Thursday, November 18, 2010

Light-Duty Automotive Technology, Carbon Dioxide Emissions, and Fuel Economy Trends: 1975 Through 2010 -- EPA

This report, published in November 2010, provides data on the fuel economy, carbon dioxide (CO2) emissions, and technology trends of new light-duty vehicles (cars, minivans, sport utility vehicles, and pickup trucks) for model years 1975 through 2010 in the United States.

For model year 2009, the last year for which EPA has final data, EPA projects average real-world CO2 emissions to be 397 grams per mile and fuel economy to be 22.4 miles per gallon (the fuel economy values in this report are those that EPA provides to consumers, and are lower than the fuel economy values used for compliance with CAFE standards).

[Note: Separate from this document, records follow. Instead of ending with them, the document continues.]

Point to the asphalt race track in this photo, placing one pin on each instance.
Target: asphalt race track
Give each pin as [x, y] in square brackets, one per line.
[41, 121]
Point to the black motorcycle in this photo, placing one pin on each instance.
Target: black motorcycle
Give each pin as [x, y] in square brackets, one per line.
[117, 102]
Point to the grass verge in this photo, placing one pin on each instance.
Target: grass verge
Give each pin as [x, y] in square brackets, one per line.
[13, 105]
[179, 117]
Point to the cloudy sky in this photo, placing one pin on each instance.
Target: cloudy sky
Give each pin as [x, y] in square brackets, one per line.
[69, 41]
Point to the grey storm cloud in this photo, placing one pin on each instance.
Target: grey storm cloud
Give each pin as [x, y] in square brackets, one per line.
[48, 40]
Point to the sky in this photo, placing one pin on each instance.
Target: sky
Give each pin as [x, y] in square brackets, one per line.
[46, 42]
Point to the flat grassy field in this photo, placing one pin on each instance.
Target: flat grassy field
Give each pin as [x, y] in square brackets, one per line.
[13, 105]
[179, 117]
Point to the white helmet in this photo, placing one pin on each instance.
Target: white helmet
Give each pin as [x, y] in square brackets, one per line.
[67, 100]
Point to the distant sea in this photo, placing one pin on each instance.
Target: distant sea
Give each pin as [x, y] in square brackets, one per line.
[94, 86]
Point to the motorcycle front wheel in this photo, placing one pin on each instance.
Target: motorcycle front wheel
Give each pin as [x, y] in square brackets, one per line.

CO2 emissions and fuel economy are at their most favorable levels since the EPA database began in 1975, and are slightly better than the previous best year of 1987. Preliminary values for model year 2010 suggest a slight improvement to 395 grams CO2 per mile and 22.5 mpg, but there is uncertainty in the 2010 values as they are based on automaker projections provided to EPA during the market turmoil of 2009. Average CO2 emissions and fuel economy have improved each year beginning in 2005, and are about 15 percent better than in 2004. This reverses a long-term trend of worsening CO2 emissions and fuel economy from 1987 through 2004.